1. Preheat the oven to 425ºF (220ºC). In a food processor, combine the flour, sugar, baking powder, salt and lemon zest. Add the cold cubed butter and pulse until the mixture resembles a coarse meal. Pour the mixture in a large bowl and lightly mix in the grated halloumi.

3. In another bowl, beat the cold buttermilk and egg. Slowly add the buttermilk mixture to the dry ingredients and gently fold just until all of the flour has been moistened. Do not overwork the dough. Dump the dough out on to a large piece of parchment paper and gently pat the dough out until it’s a 1″ (2.5cm) thick rectangle.

4. Transfer to a large baking sheet and rest for 20 minutes in the fridge. Cut the dough into 9 squares using a knife and space them out on the baking sheet. You can freeze the dough at this point if you are planning to make these a few days in advance.

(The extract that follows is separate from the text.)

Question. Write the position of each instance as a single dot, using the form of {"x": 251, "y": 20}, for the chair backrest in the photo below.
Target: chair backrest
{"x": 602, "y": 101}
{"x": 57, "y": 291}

5. For the topping, beat together the egg and salt. Lightly brush the tops of the dough with the mixture being careful not to drip on the sides (or it will prevent the scones from rising). Bake for 20 minutes, rotating halfway, until the scones are golden brown.

6. Rest the scone for 2 minutes then transfer to wire rack to cool for another 10 minutes, Serve warm the same day.

Heirloom Tomato Spread:
1kg (2 LB.) Heirloom tomatoes, cored and chopped
50g (¼ cup) granulated sugar
1 tsp salt
Pinch of crushed red peppers (optional)
Add ins
1 tsp fresh lemon juice
2 tsp pomegranate syrup

1. In a large saucepan, combine the chopped tomatoes, sugar, salt, and crushed red peppers. Set over medium heat and cook uncovered, stirring every 10 minutes or so, until most the tomatoes are glossy and thick and most of the liquid has cooked off, approximately 2 hours.

2. Press through a fine-mesh sieve to remove the tomato skins and stir in the lemon juice and pomegranate molasses. Let cool and store in the refrigerator until ready to use.